Many patients aged ≥75 years were enrolled in phase III trials. In this review, data from clinical trials as well as real-world data on efficacy, toxicity, tolerability, and quality of life in elderly patients indicate that these parameters are similar to those in younger patients, suggesting that available systemic therapies are beneficial for elderly patients if ECOG PS is maintained at 0 or 1. Several real-world data, especially on sorafenib, support this conclusion; however, it should be cautious to generalize the subgroup analysis on safety and efficacy in elderly patients in real-world practice. In other words, these new agents should be carefully tested in elderly patients in real-world setting.
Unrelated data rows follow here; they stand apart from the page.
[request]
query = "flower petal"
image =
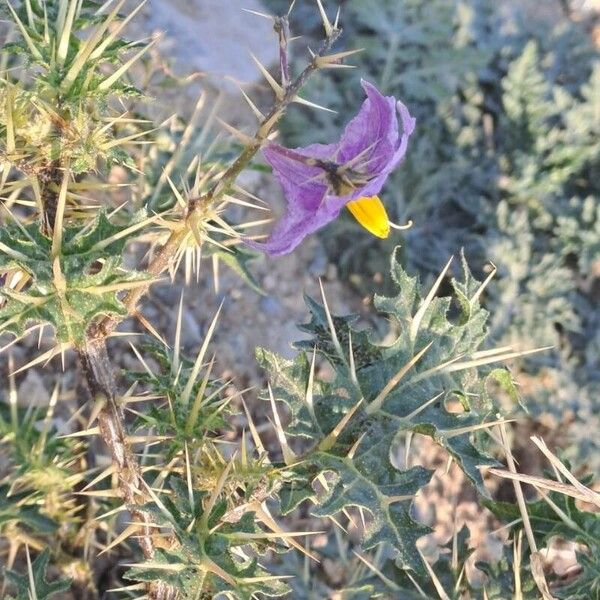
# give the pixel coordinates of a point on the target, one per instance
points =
(374, 130)
(371, 214)
(302, 183)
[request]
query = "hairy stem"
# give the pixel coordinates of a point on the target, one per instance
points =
(49, 178)
(100, 379)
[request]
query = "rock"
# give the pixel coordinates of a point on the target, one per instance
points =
(214, 37)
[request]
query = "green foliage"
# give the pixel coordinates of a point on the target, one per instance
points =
(211, 554)
(34, 584)
(71, 290)
(503, 164)
(379, 392)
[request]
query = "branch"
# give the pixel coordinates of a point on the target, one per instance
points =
(96, 368)
(168, 251)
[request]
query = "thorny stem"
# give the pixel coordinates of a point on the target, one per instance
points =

Conflict of Interest Statement
Lectures: Eisai, Bayer, MSD, Bristol-Myers Squibb, Lilly, and EA Pharma; Grants: Gilead Sciences, Taiho, Sumitomo Dainippon Pharma, Takeda, Otsuka, EA Pharma, AbbVie, and Eisai; advisory role: Eisai, Ono, MSD, Bristol-Myers Squibb, and Roche.
Funding Sources
The author did not receive any funding.
Author Contributions
M. Kudo conceived, wrote, and approved the final manuscript.